Вихрь. Не бывает смерчей в стенах гетенхельмской ратуши, не может быть, показалось!

Еще один крик. Знакомый, родной голос - торжество боль, разочарование - все вместе.

Отец?! Что...

Элиза не помнила, как оказалась в той гостиной. Наверное, бежала, ломая каблучки, и грянулась в тяжелую дверь всем телом, чтобы скорее открыть...

Зато следующие минуты стали в памяти Элизы собранием холстов работы злого художника, рядом полотен в мрачной галерее - сжечь бы!

Но память не горит.

...За окнами полыхал августовский закат, заливая все багровым - светом, огнем и кровью.

Отсветы уходящего солнца на светлом ковре смешались с потеками красного, густого, остро пахнущего болью. Блестели алыми искрами серебряные статуэтки на камине, плясали оранжевые языки пламени в топке, спорили с закатными лучами огоньки свечей на столе и сверкали мелкой вишней летящие капли.

Медные стрелки на циферблате настенных часов казались двумя росчерками красной туши. Два скупых мазка, меньше минуты до восьми.

Уютный запах горящих березовых поленьев стал терпким, ядовитым от привкуса металла.

На ковре, у массивного кресла, скрючился человек в мундире императорской канцелярии. Он схватился руками за живот, между пальцами нелепо торчала рукоять кинжала.

Рядом - медленно, как сквозь густой кисель - падал спиной вперед Павел Лунин. Из обрубка, оставшегося на месте правой руки, бил фонтан крови.

Перед ними, спиной к Элизе, стоял невысокий человек в черном. На острие отведенного в сторону клинка набухала тяжелая темная капля.

Элиза кинулась к отцу - подхватить, поддержать... Спасти!

- Стоять, - обернулся к ней человек в черном.

Она не видела движения.

Вот картина с тремя фигурами - и вот следующая, на которой человек с клинком заслоняет всё.

На его плече блеснул серебряный аксельбант кавалергарда. Голос императора?!

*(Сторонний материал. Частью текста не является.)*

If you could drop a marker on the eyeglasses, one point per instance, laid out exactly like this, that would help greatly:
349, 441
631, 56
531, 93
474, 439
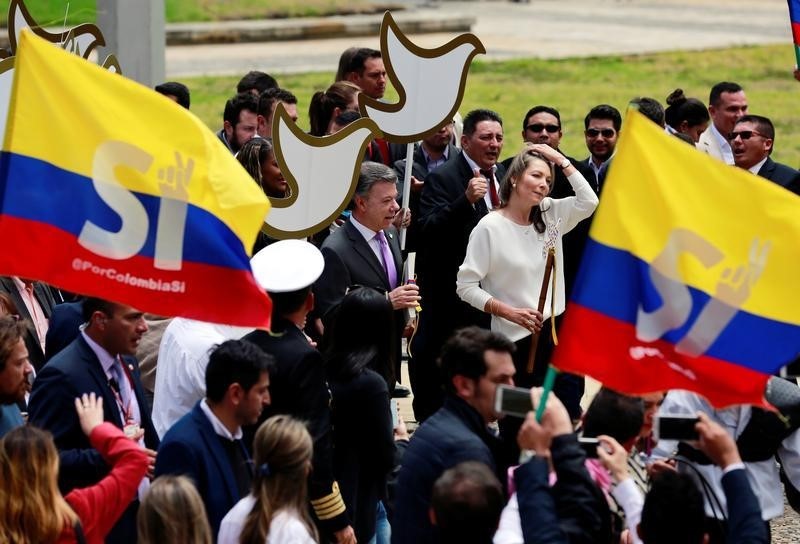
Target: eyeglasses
606, 132
538, 127
743, 134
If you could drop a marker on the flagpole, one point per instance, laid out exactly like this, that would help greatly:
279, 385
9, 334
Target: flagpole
407, 189
549, 381
548, 268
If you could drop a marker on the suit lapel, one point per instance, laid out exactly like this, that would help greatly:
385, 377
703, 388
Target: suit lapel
361, 247
393, 237
98, 375
220, 458
132, 367
465, 174
44, 298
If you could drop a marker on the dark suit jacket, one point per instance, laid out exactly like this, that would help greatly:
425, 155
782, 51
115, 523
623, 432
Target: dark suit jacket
364, 445
45, 299
446, 219
298, 388
350, 261
588, 172
420, 171
64, 327
785, 176
744, 513
74, 371
191, 447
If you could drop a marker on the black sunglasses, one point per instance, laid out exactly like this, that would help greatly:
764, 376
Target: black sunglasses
538, 127
606, 132
743, 134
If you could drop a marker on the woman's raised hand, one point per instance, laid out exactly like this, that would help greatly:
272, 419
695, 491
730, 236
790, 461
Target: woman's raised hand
90, 411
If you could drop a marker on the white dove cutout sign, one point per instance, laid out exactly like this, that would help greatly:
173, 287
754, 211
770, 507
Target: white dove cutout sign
430, 83
81, 40
323, 172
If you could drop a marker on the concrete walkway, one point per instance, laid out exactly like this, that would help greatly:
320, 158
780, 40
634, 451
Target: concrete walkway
541, 28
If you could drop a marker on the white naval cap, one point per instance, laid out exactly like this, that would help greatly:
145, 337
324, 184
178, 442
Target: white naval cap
287, 265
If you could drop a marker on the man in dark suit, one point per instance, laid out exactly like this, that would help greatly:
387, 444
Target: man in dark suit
542, 125
99, 360
455, 197
601, 130
286, 270
27, 294
366, 251
206, 444
673, 508
433, 151
752, 141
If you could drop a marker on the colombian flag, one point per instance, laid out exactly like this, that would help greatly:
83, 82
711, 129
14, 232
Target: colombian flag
794, 16
689, 278
109, 189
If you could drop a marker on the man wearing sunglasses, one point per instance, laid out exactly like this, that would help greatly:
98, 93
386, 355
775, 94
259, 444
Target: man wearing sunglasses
752, 140
542, 125
601, 125
726, 105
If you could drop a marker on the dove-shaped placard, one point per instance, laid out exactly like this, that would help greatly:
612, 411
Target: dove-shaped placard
81, 40
321, 172
430, 83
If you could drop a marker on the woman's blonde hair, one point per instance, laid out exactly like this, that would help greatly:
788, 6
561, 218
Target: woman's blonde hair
32, 509
282, 453
172, 511
518, 167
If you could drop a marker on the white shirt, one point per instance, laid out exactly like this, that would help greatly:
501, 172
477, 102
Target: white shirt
724, 144
126, 389
182, 360
219, 427
505, 260
756, 167
487, 198
370, 236
286, 527
763, 475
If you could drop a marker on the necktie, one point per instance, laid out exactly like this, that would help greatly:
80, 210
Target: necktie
118, 382
489, 175
388, 260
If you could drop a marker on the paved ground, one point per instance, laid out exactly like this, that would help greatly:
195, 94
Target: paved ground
541, 28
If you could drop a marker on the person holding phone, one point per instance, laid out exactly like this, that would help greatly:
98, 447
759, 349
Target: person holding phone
504, 267
752, 430
31, 507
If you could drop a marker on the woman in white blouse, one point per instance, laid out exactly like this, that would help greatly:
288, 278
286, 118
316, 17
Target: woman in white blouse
276, 511
504, 267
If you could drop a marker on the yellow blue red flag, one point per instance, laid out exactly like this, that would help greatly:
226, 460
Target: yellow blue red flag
109, 189
689, 278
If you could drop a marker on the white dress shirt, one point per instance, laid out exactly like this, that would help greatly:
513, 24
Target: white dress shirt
182, 360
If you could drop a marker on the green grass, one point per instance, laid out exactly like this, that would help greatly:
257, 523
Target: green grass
51, 12
574, 86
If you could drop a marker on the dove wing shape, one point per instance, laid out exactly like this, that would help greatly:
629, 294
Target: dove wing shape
430, 83
322, 174
80, 40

Элиза и не подумала останавливаться, шарахнулась в сторону - обойти! Но как будто налетела на прозрачную стену. Вскрикнула, дернулась еще раз, кажется, даже чуть-чуть продавила преграду. Ее взгляд прикипел к обрубку руки отца. Больше всего на свете она хотела одного - остановить кровь, остановить, прямо сейчас! Ведь еще чуть-чуть - и никакой жгут не спасет Павла Лунина, быть Элизе круглой сиротой!

За спиной с треском распахнулась дверь, в гостиной сразу стало многолюдно. Элизу мгновенно оттеснили, кто-то крепко взял ее за локти сзади, она пыталась вырваться и кричала - бессмысленно, путая "пустите!" "отец!" и "это ошибка!". Бой часов, неожиданно гулкий, остановил крик Элизы.

Она пыталась рассмотреть, что же происходит там, на залитом кровью ковре. Жив? Умер? Спасли? Судьба второго раненого ее не слишком волновала.

Издалека доносились обрывки фраз:

- Канцлер Воронцов... нападение... на волосок от смерти... Лунин что, рехнулся на старости лет?

И негромкий отчетливый приказ:

- Всех - вон. Бельскую сюда, немедленно. Девчонку под домашний арест, пальцем не трогать и глаз не спускать.

Следом - еще один голос. Не вопрос - новый приказ:

- Я провинциал-охранитель Гетенхельмский. Что произошло?

Элиза не услышала ответа. У дверей к ней кинулась Нина, но конвоиры аккуратно оттеснили княжну от задержанной.

В толпе Элиза заметила недавнего партнера по танцам. Восторженно-влюбленного взгляда больше не было. Бывший воздыхатель старательно отводил глаза.

Глава 2. Епископ на балу

Запеченные креветки у повара магистрата получились куда лучше, чем что угодно у кухаря подворья охранителей. Отцу Георгию, Провинциал-Охранителю Гетенхельмскому, стоило некоторых усилий не потянуться за следующей - толстой, сочной, в золотистой корочке панировки, сдобренной нотками лимона и перца.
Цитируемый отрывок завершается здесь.